Can someone tell me where the site I put address in and can measure driveway using online map (google)? Thanks!


----------



## seville009 (Sep 9, 2002)

Findlotsize.com


----------



## karimdurham (Sep 21, 2015)

seville009;2066427 said:


> Findlotsize.com


Thanks do much!


----------



## 32vld (Feb 4, 2011)

Google earth pro, free, just download, you can measure distances and it can give you area measurements.


----------



## Plow horse (Oct 18, 2009)

*Get out and walk it*

They have these things that measure distance, all you have to do is go there. You learn a lot about the job when you go there.


----------



## Mark Oomkes (Dec 10, 2000)

Who measures a driveway?


----------



## Mr.Markus (Jan 7, 2010)

I so not thanks...


----------



## SnoFarmer (Oct 15, 2004)

Mark Oomkes;2067081 said:


> Who measures a driveway?


Maybe they price it by the SQ-FT?


----------



## Mark Oomkes (Dec 10, 2000)

SnoFarmer;2067090 said:


> Maybe they price it by the SQ-FT?


Are they selling square feet?


----------



## SnoFarmer (Oct 15, 2004)

i know, but some big wigs that you know do/did sq-ft pricing chuck something... mick....even JD dave does it by the sq ft....

1. $0.50 per square foot of road per season1
2. $0.28 per square foot of road per season + deductible of $0.014 - 0.042 per square foot per occurrence3
3. $0.28 per square foot of road per season + deductible of $0.015 - 0.044 per square foot per occurrence3







Mark Oomkes;246130 said:


> Great question, Mick.
> .


you use to be so helpful
I dont see why you wouldn't "repete" yourself.



Mark Oomkes;246802 said:


> Value, access, safety, etc are part of it.
> 
> But we are really selling our time, or our employee's time.

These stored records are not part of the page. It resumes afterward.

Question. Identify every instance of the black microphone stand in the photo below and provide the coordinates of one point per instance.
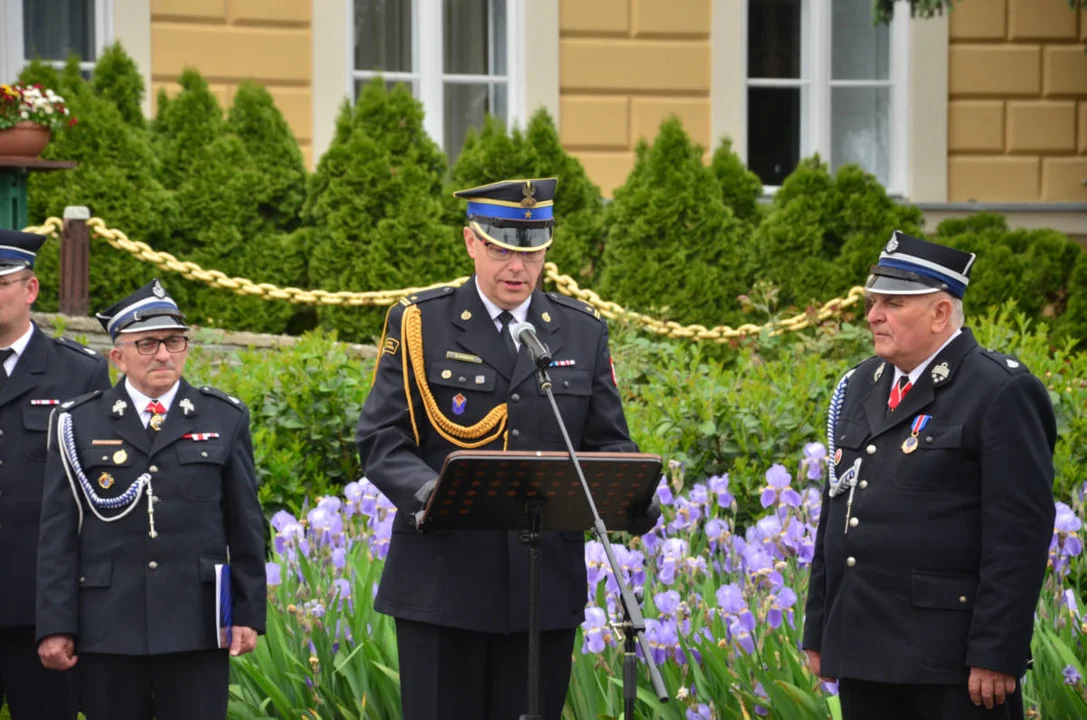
(634, 624)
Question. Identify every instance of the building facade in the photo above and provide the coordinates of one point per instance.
(983, 108)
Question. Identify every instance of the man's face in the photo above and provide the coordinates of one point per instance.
(507, 283)
(907, 329)
(17, 293)
(152, 374)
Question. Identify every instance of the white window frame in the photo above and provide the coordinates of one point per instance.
(12, 52)
(816, 87)
(427, 76)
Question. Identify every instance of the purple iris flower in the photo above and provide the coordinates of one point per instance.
(779, 601)
(664, 493)
(777, 488)
(719, 485)
(700, 712)
(273, 573)
(596, 632)
(814, 460)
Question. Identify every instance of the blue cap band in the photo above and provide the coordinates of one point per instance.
(507, 212)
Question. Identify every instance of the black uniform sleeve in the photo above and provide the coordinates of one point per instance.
(385, 437)
(245, 530)
(606, 430)
(58, 575)
(1016, 456)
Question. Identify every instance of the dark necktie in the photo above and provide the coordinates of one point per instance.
(505, 319)
(898, 393)
(3, 371)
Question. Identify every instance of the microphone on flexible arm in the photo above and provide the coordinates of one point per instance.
(525, 334)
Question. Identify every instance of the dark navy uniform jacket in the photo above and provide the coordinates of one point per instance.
(49, 372)
(112, 586)
(946, 554)
(477, 580)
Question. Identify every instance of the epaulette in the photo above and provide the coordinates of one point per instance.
(67, 405)
(229, 399)
(423, 296)
(576, 305)
(1011, 365)
(75, 347)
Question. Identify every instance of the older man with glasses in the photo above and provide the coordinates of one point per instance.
(150, 492)
(451, 376)
(37, 373)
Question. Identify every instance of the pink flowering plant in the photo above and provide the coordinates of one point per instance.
(33, 103)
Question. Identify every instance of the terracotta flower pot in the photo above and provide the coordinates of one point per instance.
(24, 140)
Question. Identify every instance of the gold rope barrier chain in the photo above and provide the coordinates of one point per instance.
(564, 284)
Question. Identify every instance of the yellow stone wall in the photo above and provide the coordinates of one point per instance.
(1017, 102)
(625, 65)
(232, 40)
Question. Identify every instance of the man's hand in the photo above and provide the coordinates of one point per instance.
(242, 640)
(989, 687)
(815, 665)
(646, 521)
(58, 652)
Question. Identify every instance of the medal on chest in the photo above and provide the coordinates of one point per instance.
(910, 444)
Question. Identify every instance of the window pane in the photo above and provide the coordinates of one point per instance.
(860, 51)
(362, 83)
(861, 129)
(474, 37)
(383, 35)
(774, 32)
(465, 107)
(773, 132)
(52, 29)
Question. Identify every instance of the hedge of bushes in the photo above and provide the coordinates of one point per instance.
(682, 239)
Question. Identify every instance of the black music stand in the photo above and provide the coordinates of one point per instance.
(537, 491)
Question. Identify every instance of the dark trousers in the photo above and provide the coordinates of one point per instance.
(175, 686)
(33, 691)
(451, 674)
(862, 699)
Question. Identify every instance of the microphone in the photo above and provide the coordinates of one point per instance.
(526, 335)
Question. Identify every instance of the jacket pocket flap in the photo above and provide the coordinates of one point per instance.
(570, 381)
(97, 574)
(850, 435)
(944, 591)
(36, 418)
(201, 452)
(464, 375)
(208, 568)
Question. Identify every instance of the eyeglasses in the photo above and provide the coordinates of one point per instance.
(503, 255)
(150, 345)
(8, 283)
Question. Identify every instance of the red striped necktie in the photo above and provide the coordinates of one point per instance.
(898, 393)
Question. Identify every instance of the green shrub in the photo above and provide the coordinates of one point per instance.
(116, 178)
(673, 247)
(823, 232)
(116, 78)
(304, 401)
(377, 209)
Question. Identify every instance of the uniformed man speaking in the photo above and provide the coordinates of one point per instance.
(451, 376)
(938, 513)
(149, 488)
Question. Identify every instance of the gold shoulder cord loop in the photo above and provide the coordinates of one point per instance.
(484, 432)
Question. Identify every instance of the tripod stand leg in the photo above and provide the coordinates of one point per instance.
(533, 536)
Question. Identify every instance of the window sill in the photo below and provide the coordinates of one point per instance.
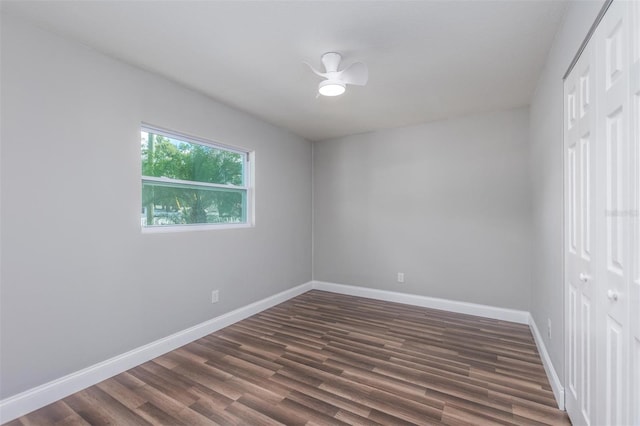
(189, 228)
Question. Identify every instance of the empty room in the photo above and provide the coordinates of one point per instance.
(320, 212)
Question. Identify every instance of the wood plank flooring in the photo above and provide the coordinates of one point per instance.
(329, 359)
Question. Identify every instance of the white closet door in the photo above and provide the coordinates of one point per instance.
(579, 210)
(613, 195)
(634, 299)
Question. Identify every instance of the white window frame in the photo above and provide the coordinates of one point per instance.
(247, 186)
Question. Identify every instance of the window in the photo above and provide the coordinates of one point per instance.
(187, 182)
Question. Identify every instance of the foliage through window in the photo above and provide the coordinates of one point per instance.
(190, 182)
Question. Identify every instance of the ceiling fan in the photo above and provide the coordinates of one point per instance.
(336, 80)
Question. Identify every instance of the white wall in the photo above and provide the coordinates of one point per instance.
(447, 203)
(79, 282)
(546, 175)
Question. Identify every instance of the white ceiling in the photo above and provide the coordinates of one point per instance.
(428, 60)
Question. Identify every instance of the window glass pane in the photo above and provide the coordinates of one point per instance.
(176, 159)
(175, 204)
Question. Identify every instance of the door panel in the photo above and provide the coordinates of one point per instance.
(579, 158)
(614, 232)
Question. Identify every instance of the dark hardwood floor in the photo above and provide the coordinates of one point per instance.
(328, 359)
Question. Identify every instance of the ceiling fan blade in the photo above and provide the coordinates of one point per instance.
(331, 61)
(356, 73)
(315, 71)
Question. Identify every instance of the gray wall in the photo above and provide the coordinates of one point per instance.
(546, 177)
(80, 283)
(447, 203)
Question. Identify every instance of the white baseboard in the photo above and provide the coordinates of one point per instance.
(32, 399)
(513, 315)
(554, 380)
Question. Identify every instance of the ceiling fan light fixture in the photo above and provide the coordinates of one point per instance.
(331, 88)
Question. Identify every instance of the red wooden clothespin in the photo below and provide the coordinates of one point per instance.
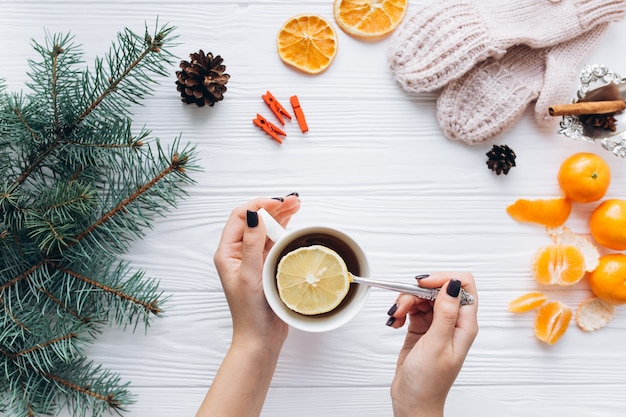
(297, 110)
(276, 108)
(269, 128)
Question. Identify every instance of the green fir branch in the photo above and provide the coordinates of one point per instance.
(77, 186)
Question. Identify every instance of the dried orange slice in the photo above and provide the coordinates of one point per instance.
(594, 314)
(552, 321)
(564, 236)
(369, 19)
(550, 212)
(527, 302)
(307, 43)
(312, 280)
(559, 264)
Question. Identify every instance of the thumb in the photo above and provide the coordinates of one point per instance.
(253, 244)
(562, 62)
(445, 313)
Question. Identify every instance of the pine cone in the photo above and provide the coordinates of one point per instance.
(202, 81)
(501, 159)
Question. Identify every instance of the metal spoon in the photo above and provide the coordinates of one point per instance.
(425, 293)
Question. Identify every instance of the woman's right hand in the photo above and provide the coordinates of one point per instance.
(439, 336)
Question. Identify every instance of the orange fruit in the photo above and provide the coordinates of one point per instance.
(552, 321)
(564, 236)
(527, 302)
(608, 281)
(608, 224)
(584, 177)
(559, 264)
(307, 43)
(594, 314)
(552, 212)
(369, 19)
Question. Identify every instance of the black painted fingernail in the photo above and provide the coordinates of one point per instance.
(252, 218)
(454, 288)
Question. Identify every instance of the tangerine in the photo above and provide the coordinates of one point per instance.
(559, 264)
(551, 212)
(584, 177)
(608, 281)
(608, 224)
(527, 302)
(564, 236)
(552, 321)
(369, 19)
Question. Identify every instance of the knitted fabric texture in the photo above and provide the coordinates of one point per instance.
(495, 94)
(446, 38)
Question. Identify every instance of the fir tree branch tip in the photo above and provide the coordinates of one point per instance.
(77, 185)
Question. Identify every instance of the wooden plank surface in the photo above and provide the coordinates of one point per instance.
(375, 164)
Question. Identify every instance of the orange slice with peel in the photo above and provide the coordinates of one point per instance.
(558, 264)
(527, 302)
(564, 236)
(307, 43)
(548, 212)
(369, 19)
(552, 321)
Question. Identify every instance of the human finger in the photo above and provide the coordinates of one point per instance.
(445, 314)
(467, 322)
(253, 244)
(405, 305)
(233, 229)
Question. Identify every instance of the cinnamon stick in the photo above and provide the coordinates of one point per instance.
(587, 107)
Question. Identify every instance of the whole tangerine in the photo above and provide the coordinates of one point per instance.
(608, 281)
(584, 177)
(607, 224)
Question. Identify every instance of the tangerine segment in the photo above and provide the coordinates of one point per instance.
(608, 224)
(369, 19)
(608, 281)
(551, 212)
(527, 302)
(552, 321)
(312, 280)
(584, 177)
(559, 264)
(307, 43)
(594, 314)
(564, 236)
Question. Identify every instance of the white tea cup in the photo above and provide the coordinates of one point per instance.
(286, 241)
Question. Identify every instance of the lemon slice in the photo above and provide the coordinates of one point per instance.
(312, 280)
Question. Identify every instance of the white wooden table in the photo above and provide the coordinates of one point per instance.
(375, 164)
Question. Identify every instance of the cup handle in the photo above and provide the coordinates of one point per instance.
(273, 229)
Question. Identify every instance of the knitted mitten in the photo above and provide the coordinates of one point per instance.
(494, 95)
(446, 38)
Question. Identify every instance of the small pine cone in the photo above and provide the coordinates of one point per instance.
(202, 81)
(501, 159)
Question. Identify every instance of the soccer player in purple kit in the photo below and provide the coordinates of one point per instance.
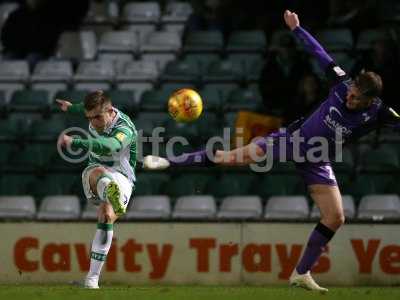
(353, 108)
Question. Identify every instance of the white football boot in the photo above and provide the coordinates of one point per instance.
(152, 162)
(91, 283)
(305, 281)
(86, 283)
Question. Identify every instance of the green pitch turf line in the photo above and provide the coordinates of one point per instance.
(120, 292)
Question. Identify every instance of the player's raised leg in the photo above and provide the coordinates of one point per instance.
(108, 191)
(237, 157)
(329, 201)
(101, 244)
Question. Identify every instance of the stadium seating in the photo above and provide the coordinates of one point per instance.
(149, 207)
(204, 41)
(147, 121)
(231, 184)
(123, 100)
(59, 208)
(30, 101)
(199, 207)
(246, 41)
(138, 71)
(240, 208)
(176, 12)
(278, 36)
(243, 99)
(367, 37)
(150, 183)
(181, 71)
(17, 207)
(14, 75)
(118, 42)
(77, 45)
(141, 12)
(383, 158)
(224, 71)
(188, 184)
(379, 207)
(335, 39)
(94, 75)
(161, 41)
(277, 185)
(286, 208)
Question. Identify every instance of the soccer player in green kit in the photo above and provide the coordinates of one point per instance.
(109, 178)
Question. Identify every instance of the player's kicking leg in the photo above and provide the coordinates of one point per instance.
(237, 157)
(329, 201)
(113, 191)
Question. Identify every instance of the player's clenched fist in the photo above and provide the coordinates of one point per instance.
(63, 104)
(291, 19)
(64, 140)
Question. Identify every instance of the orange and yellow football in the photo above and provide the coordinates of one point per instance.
(185, 105)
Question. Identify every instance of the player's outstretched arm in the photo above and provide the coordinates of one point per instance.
(310, 43)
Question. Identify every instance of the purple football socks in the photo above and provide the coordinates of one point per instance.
(319, 237)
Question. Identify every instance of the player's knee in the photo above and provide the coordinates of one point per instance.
(108, 217)
(94, 175)
(335, 220)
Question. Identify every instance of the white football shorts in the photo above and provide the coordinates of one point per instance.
(124, 184)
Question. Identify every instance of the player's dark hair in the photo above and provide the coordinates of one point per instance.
(95, 99)
(369, 84)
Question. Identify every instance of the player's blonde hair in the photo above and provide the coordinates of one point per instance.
(96, 98)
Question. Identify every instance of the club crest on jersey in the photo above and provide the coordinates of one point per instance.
(120, 136)
(334, 124)
(366, 117)
(339, 72)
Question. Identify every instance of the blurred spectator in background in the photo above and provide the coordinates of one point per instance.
(31, 32)
(383, 59)
(283, 69)
(310, 91)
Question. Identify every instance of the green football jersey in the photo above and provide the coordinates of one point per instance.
(115, 147)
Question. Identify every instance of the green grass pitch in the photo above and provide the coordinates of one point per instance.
(114, 292)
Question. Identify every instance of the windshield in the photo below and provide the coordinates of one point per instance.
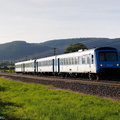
(108, 56)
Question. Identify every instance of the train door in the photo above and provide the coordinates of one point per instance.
(23, 67)
(58, 65)
(35, 66)
(53, 61)
(90, 61)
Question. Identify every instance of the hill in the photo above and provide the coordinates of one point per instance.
(21, 50)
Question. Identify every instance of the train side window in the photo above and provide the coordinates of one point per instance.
(73, 61)
(92, 59)
(76, 60)
(88, 59)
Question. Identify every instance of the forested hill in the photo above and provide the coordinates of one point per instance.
(22, 50)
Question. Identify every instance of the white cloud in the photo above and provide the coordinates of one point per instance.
(51, 19)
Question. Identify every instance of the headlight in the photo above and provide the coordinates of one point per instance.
(101, 65)
(117, 65)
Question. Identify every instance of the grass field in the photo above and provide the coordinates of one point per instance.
(25, 101)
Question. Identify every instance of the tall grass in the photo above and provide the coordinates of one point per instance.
(27, 101)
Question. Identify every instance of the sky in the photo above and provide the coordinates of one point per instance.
(36, 21)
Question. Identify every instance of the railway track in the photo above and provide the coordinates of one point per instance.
(104, 88)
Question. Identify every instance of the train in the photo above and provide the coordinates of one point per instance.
(94, 63)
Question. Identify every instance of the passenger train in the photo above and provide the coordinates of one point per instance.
(95, 63)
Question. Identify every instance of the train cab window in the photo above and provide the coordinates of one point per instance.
(108, 56)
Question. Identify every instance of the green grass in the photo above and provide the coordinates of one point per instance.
(27, 101)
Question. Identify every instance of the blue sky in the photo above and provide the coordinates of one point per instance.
(37, 21)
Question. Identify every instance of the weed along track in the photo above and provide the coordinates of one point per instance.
(103, 89)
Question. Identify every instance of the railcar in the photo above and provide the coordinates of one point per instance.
(95, 63)
(28, 67)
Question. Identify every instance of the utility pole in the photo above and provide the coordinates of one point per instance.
(54, 51)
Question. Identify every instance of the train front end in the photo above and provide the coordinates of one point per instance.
(107, 62)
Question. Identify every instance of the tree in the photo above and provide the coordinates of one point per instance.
(75, 47)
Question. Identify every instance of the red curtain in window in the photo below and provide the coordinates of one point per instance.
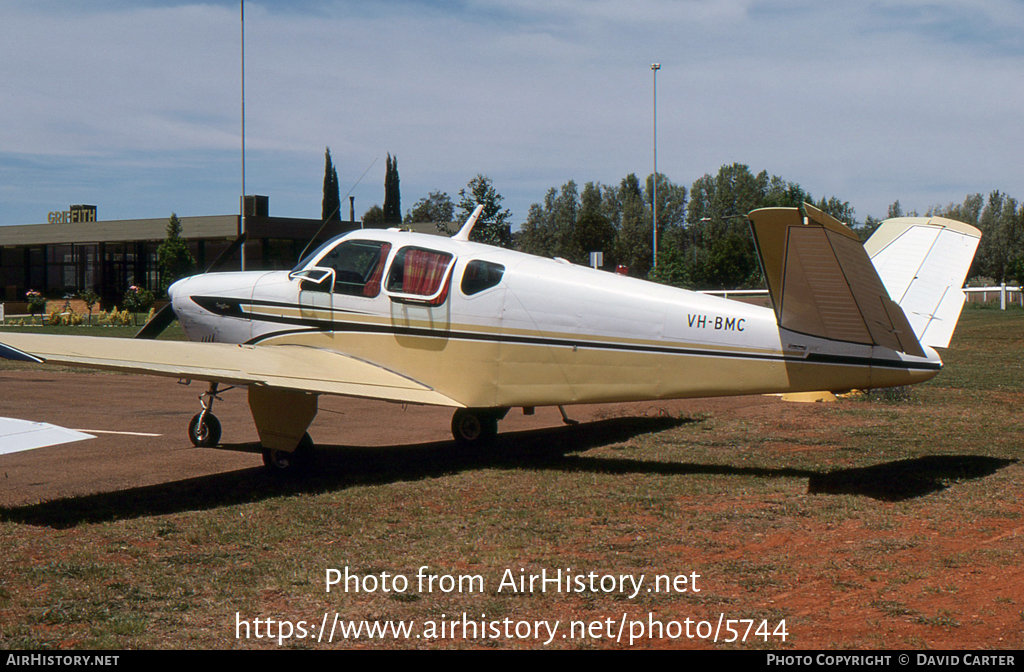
(423, 271)
(373, 287)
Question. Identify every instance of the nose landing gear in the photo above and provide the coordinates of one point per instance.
(204, 429)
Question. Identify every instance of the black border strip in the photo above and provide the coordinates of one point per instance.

This is why IMO that we can not price based on square footage. When we plow or even salt, we are producing a desired result--safety or access--but we are using our time to provide that access or safety.
> 
> ...


:laughing::laughing:


----------



## Mark Oomkes (Dec 10, 2000)

Quit cyberstalking me...........

You're worse than the mods.


----------



## SnoFarmer (Oct 15, 2004)

Don't flatter yourself, it's called useing the search function.


----------



## Mark Oomkes (Dec 10, 2000)

SnoFarmer;2067137 said:


> Don't flatter yourself, it's called useing the search function.


Doh!!!

:laughing::laughing::laughing::laughing::laughing:

(Almost thought mil returned)


----------



## Mike_PS (Feb 28, 2005)

looks like the OP found the site he was looking for so no need to leave this open

thanks :waving:


----------